We have use package sets to run the same package selection on several computers. Some have nvidia cards, some have very old nvidia cards, and some have no nvidia cards at all. The nvidia-drivers package installes /lib/udev/rules.d/99-nvidia.rules which unconditionally loads nvidia.ko and does not react to failure, that is modprobe exits with 1 when no card is found or the module doesn't support the (old) card any more. Udev just keeps trying and trying to load the module so that you constantly are running modprobe even though the module will never load. pstree looks like this: | `-udevd---nvidia-udev.sh---nvidia-smi---modprobe Reproducible: Always Steps to Reproduce: 1. Install nvidia-drivers on a machine without an nvidia card Actual Results: `pstree | grep nvidia` will show the output above. Expected Results: I would expect the udev rule to only act on supported PCI ids.
jer: ping? It is 346.35, but the problem still persists and affects Laptops (I'd say "optimus ones", but I've issue with it even on nv-only one) very hard! Can you just get rid of calling the blob (nvidia-smi) in the script, called by udev rule, but just mknod there? Really, that shitty crap just eats 100% CPU and falls X-server into D state, time to time (and blocking nvidia card and kernel module too).

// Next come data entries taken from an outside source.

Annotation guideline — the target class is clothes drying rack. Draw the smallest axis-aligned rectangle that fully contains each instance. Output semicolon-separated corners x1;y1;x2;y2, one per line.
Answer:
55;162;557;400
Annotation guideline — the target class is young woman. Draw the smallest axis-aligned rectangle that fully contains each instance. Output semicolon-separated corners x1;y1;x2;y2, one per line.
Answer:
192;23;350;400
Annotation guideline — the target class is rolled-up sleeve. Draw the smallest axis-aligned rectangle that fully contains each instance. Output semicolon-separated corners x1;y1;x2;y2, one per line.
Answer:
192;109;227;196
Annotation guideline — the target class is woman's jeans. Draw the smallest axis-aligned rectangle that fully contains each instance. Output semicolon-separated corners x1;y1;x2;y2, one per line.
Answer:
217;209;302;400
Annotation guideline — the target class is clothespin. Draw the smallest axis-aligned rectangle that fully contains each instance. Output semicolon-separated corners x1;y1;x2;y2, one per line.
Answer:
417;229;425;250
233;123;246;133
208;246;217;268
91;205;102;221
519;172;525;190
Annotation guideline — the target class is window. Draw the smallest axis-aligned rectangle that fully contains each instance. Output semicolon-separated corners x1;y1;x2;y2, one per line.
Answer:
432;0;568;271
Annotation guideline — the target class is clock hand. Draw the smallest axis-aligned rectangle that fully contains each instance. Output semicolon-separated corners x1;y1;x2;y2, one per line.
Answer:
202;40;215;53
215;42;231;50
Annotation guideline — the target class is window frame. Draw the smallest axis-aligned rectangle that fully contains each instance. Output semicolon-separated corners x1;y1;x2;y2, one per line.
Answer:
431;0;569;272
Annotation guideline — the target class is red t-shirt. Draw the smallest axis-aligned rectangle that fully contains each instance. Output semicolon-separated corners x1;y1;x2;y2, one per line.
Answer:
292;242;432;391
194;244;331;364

And ignores any trying to kill it with any signal.
the udev rule is this: ACTION=="add", DEVPATH=="/module/nvidia", SUBSYSTEM=="module", RUN+="nvidia-udev.sh $env{ACTION}" this means, that nothing should happen unless udev (or you) load the nvidia kernel module. I'm open to a fix for this, however, as far as I know, this should do nothing if the nvidia kernel module isn't loaded, so I would need to know what is loading the kernel module and how to teach udev not to run this when the modprobe fails (as far as I know that should be default but you seem to suggest that it is running no matter what)

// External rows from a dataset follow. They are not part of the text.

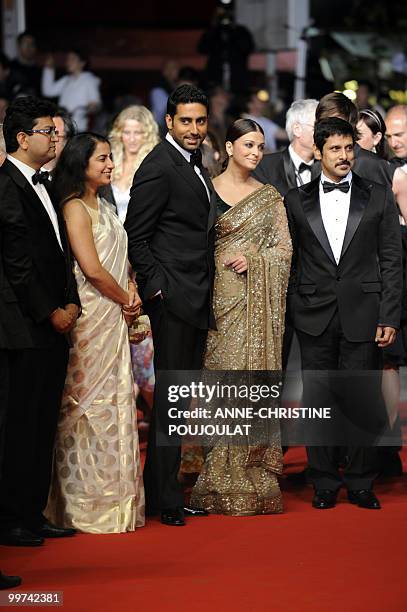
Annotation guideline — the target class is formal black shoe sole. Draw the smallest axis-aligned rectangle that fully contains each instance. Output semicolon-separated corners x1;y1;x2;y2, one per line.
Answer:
0;538;44;548
161;519;185;527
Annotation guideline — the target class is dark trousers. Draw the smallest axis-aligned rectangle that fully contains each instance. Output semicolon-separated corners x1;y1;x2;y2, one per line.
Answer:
0;336;69;529
0;349;10;477
297;312;387;490
144;297;207;514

(In reply to Rick Farina (Zero_Chaos) from comment #2) > the udev rule is this: > > ACTION=="add", DEVPATH=="/module/nvidia", SUBSYSTEM=="module", > RUN+="nvidia-udev.sh $env{ACTION}" Yes, Rick. Udev rule is this. But script itself runs `/opt/bin/nvidia-smi` on "add" event, which, in turn, can notice that module already unloaded at the moment of it's run. And what do it doing? It loads nvidia module once again. And it again unloads before second copy of blob runs. Once again. And again. And so on for infinite cycle. So, I've got about 20k duplicate nvidia records in sysfs once ;) > this means, that nothing should happen unless udev (or you) load the nvidia > kernel module. Almost. Somewhy, I experienced such bug working with imagemagick's convert and postscript-related files. Somewhy it calls that blob (and is ok if blob just exit with 1, so I dunno why the hell it calls it at all), blob loads module. Module triggers udev rule and unloads. Udev rule calls blob, blob loads module, infinite loop. > I'm open to a fix for this Drop that blob, maybe? I removing it by hand every nvidia-drivers rebuild and all works pretty fine. I don't know why the hell it can be need. > as far as I know, this should do nothing if the nvidia kernel module isn't loaded Yeah, except loading module (and failing to find temporary disabled card, so producing infinite load-unload loop with heavy syslog spamming) ;) > I would need to know what is loading the kernel module It is suid blob called /opt/bin/nvidia-smi > and how to teach udev not to run this when the modprobe fails How about removing the blob and fixing /lib/udev/nvidia-udev.sh to not run it on "add" event? :) > (as far as I know that should be default but you seem to suggest that it is running no matter what) Not exactly: modprobe doesn't fail. It loads nvidia module pretty fine. Nvidia module triggers udev rule, but then (either it self-unloading, or parent nvidia-smi blob unloads it) because it could not detect any working compatible nvidia card in the system (on laptops, it is mostly because of temporary disabled nvidia card, on desktop I experienced that after updating drivers to version, which is "too new for this card"). But at the time module cried in syslog (or even dmesg) and unloaded, there is appears new copy of nvidia-smi blob (triggered by script, which is triggered by udev rule). New copy of blob sees, that module is unloaded and... {infinite loop}
(In reply to Vadim A. Misbakh-Soloviov (mva) from comment #3) Okay, so the problem appears to be "something" causes nvidia driver to load, but hardware isn't supported so it unloads. This happens before the udev script is run, so it detects that the module was loaded and runs the script which will again trigger the load and on in an infinite loop. I'll find a sane way to check if the module is loaded before running nvidia-smi and just not run it if the module isn't loaded to avoid the loop. I'll try to have this done today.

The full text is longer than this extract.